A cadeia leiteira no Paraná e seus desafios

03/10/2019 19h41

A cadeia produtiva do leite no Paraná tem crescido muito nos últimos anos e vem se destacando em relação aos outros estados. Essa crescente é fruto da dedicação do produtor rural que trabalha de sol a sol durante todos os dias do ano, associado à genética, nutrição, sanidade e manejo.

Inúmeras cooperativas foram criadas, empresas privadas e associações, todas com o objetivo mútuo: desenvolver a cadeia produtiva do leite, porém o que encontramos na maioria das propriedades é o descontentamento do preço pago pelo litro de leite ao produtor.

Muitos abandonaram o setor ou estão no processo de saída da atividade ou ainda estão inseminando as vacas com sêmen de bovinos de corte. Outros não sabem o que farão em 2020. Os insumos para produção de leite têm aumentado muito enquanto que, o preço do leite mantém seus valores atuais ou até mesmo mais baixos em pleno inverno brasileiro.

Há anos são discutidos assuntos para melhorar a cadeia produtiva. Sabemos que mudou muito, cresceu muito, mas até mesmo os mais otimistas estão desanimando.

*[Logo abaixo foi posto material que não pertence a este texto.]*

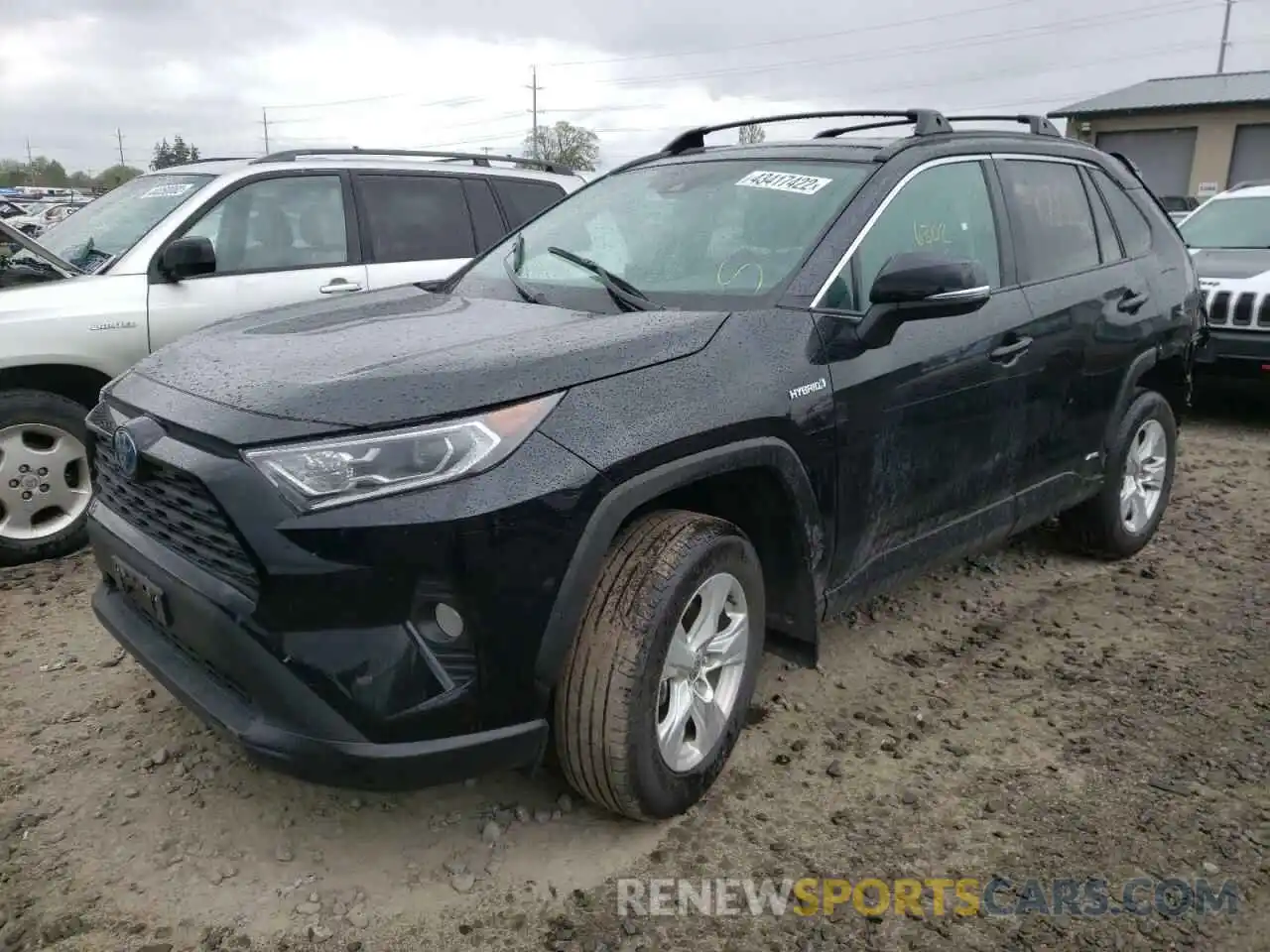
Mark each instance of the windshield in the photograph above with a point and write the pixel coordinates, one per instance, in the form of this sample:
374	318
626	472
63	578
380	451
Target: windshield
116	221
694	235
1229	222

Temos que fixar preços mínimos para que o produtor possa fazer seu planejamento, principalmente porque com as novas normativas para controle e qualidade do leite em vigor precisa de investimento no setor, e o produtor não quer mais pegar recursos financeiros bancários, eles querem preços dignos pagos ao leite produzido, para que a liquidez seja investida no setor.

Ao ler matérias jornalísticas e observar atentamente os comentários começamos a perceber que a cadeia precisa rapidamente analisar alguns pontos, como essa situação:

"A divisão é proporcional ao mercado. A indústria e o produtor andam no mesmo sentido, ou dividindo ganhos ou dividindo perdas. É destinado um valor que dá respaldo ao produtor, resolvendo aquela situação de possibilidade de exploração, com preços pagos extremamente baixos", explica o autor.

No texto o autor frisa que a divisão é proporcional dividindo ganhos e perdas. Dividir perdas? Como assim? As perdas são proporcionais a quanto ganha ou maior do que os ganhos? Até quando vamos ouvir as insatisfações do produtor leiteiro? Estamos trabalhando para melhorar os índices de produtividades no estado do Paraná, como a qualidade em excelência, mas onde fica a satisfação do produtor?

Até quando teremos que ficar imaginando quanto será o preço do leite nos próximos 90 dias, como fica o planejamento sustentável da propriedade?

Precisamos de ações rápidas para melhorias do preço do leite, melhorar a estima do produtor, assegurando os preços mínimos para que o setor não estagne ou até mesmo regrida.